Smash is a high-performance CLI tool for detecting duplicate files — fast. It works by slicing files or blobs into segments and hashing them with blazing-fast, non-cryptographic algorithms like xxhash or murmur3.
Built for speed and scale, smash
is ideal for everything from low-bandwidth deduplication to analysing multi-terabyte datasets.
- Fast: Handles large files quickly via slicing
- Efficient: Optimised for low I/O and bandwidth-constrained environments
- Smart hashing: Supports multiple algorithms like
xxhash
,murmur3
, and more - Safe: Performs read-only scans of the filesystem
- Comprehensive: Detects duplicate and empty (0-byte) files
- Machine-friendly: JSON output compatible with tools like
jq
— examples, demos - Proven: Used to dedupe multi-terabyte astrophysics, image, and video datasets
smash
does not delete duplicates. It generates detailed reports for you to safely review and act on.

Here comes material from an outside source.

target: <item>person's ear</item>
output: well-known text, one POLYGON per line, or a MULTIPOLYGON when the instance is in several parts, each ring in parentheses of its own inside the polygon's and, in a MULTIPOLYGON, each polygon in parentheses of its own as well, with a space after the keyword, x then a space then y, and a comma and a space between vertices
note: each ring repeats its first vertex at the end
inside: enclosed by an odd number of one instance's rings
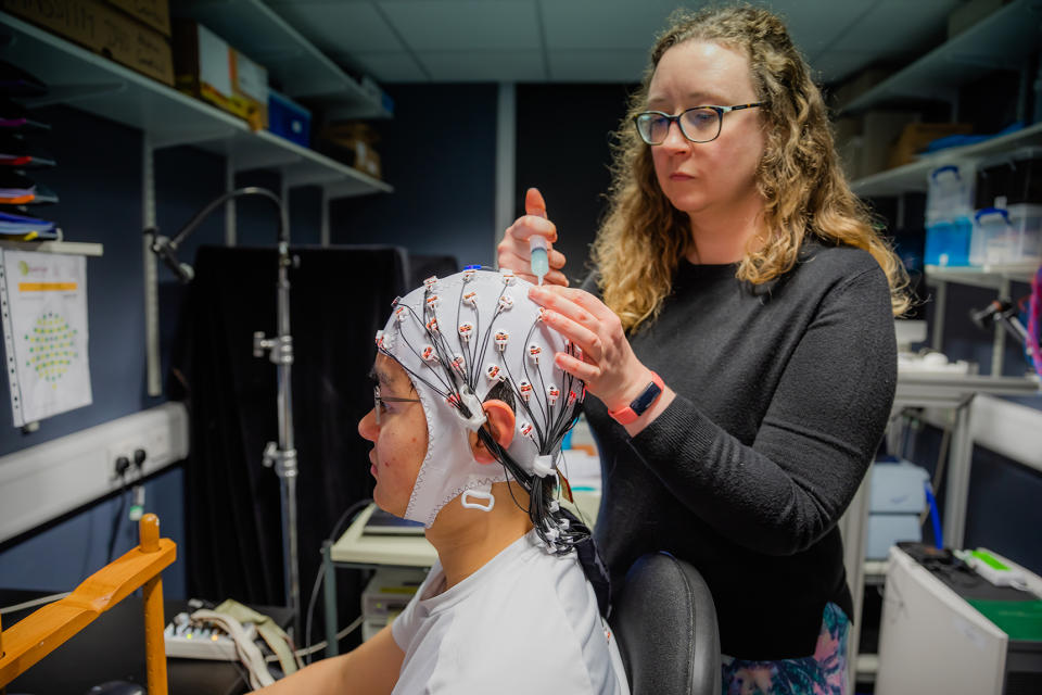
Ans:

Find duplicates in the linux/drivers source tree with smash
(see our 🍿 other demos). Made with vhs!
The name comes from a prototype tool called SmartHash (written many years ago in C/ASM that's now lost in source & too hard to modernise). It operated on a similar concept of slicing and hashing (with CRC32 then later MD5).
You can download the latest binaries from Github Releases or via our simple installer script - which currently supports Linux, macos, FreeBSD & Windows:
bash <(curl -s https://raw.githubusercontent.com/thushan/smash/main/install.sh)

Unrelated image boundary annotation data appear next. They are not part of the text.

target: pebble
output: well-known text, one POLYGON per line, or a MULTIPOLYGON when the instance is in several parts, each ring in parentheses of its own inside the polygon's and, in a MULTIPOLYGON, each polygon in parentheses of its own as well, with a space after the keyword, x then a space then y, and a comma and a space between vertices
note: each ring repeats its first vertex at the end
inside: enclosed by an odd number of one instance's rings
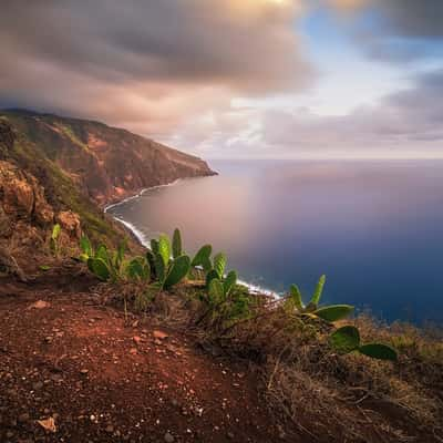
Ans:
POLYGON ((41 381, 38 381, 38 382, 35 382, 35 383, 32 384, 32 389, 33 389, 34 391, 38 391, 38 390, 40 390, 40 389, 42 389, 42 388, 43 388, 43 383, 42 383, 41 381))
POLYGON ((173 443, 175 441, 174 435, 171 434, 169 432, 166 432, 165 434, 165 442, 166 443, 173 443))
POLYGON ((29 414, 28 413, 20 414, 19 415, 19 422, 20 423, 29 422, 29 414))
POLYGON ((166 332, 163 332, 163 331, 154 331, 153 336, 155 339, 159 339, 159 340, 164 340, 169 337, 166 332))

It will download the latest version & extract it to its own folder for you.
Alternatively, you can install it via go:
go install github.com/thushan/smash@latest
smash
has been developed on Linux (Pop!_OS & Fedora), tested on macOS, FreeBSD & Windows.
You can also run smash
using Docker. Multi-architecture images (amd64/arm64) are available on GitHub Container Registry:
Tip
Use the -t
flag to allocate a pseudo-TTY for better output formatting with Docker.
We use the --rm
flag to automatically remove the container after it exits, keeping
your environment clean in these examples.
# Pull the latest image
docker pull ghcr.io/thushan/smash:latest
# Scan current directory
docker run -t --rm -v "$PWD:/data" ghcr.io/thushan/smash:latest -r /data
# Scan with output file (saves to current directory)

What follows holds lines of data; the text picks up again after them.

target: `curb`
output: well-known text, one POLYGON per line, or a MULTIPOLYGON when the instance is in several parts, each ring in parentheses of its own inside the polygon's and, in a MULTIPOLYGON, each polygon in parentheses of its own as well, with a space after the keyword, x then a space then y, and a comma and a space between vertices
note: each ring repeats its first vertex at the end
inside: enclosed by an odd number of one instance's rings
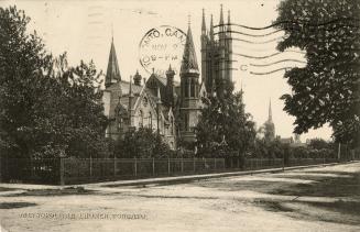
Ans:
MULTIPOLYGON (((354 163, 354 162, 349 162, 354 163)), ((293 170, 293 169, 304 169, 304 168, 312 168, 312 167, 325 167, 325 166, 334 166, 334 165, 341 165, 341 164, 349 164, 349 163, 329 163, 329 164, 317 164, 317 165, 307 165, 307 166, 293 166, 293 167, 285 167, 285 170, 293 170)), ((111 183, 98 183, 98 184, 84 184, 77 186, 88 186, 88 187, 122 187, 122 186, 146 186, 146 185, 154 185, 154 184, 181 184, 181 183, 188 183, 193 180, 200 180, 200 179, 210 179, 210 178, 221 178, 221 177, 230 177, 230 176, 246 176, 246 175, 253 175, 253 174, 264 174, 264 173, 282 173, 283 168, 269 168, 269 169, 259 169, 259 170, 240 170, 240 172, 231 172, 231 173, 222 173, 222 174, 203 174, 203 175, 192 175, 192 176, 177 176, 177 177, 162 177, 155 179, 141 179, 141 180, 120 180, 111 181, 111 183)))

docker run -t --rm -v "$PWD:/data" ghcr.io/thushan/smash:latest -r --silent -o /data/report.json /data
# Use the built-in /output directory (container includes a writable /output)
docker run -t --rm -v "$PWD:/data" -v "$PWD/output:/output" ghcr.io/thushan/smash:latest \
-r --silent -o /output/report.json /data
# Or create your own output directory
mkdir -p my-reports
docker run -t --rm -v "$PWD:/data" -v "$PWD/my-reports:/output" ghcr.io/thushan/smash:latest \
-r --silent -o /output/report.json /data
# Scan multiple directories with output
docker run -t --rm \
-v "$HOME/Documents:/docs:ro" \
-v "$HOME/Pictures:/pics:ro" \
-v "$PWD/output:/output" \
ghcr.io/thushan/smash:latest -r -o /output/report.json /docs /pics
# Windows PowerShell example
docker run --rm -v "${PWD}:/data" -v "${PWD}/output:/output" ghcr.io/thushan/smash:latest `
-r --silent -o /output/report.json /data
# Use a specific version
docker pull ghcr.io/thushan/smash:v1.0.0
Important notes:
- Output files must be written to mounted volumes (e.g.,
/data
or/output
) - Use
:ro
for read-only mounts when you only need to scan directories - The container runs as non-root user, so ensure output directories are writable
The Docker image is based on Alpine Linux for a minimal footprint (~8MB) and runs as a non-root user for security.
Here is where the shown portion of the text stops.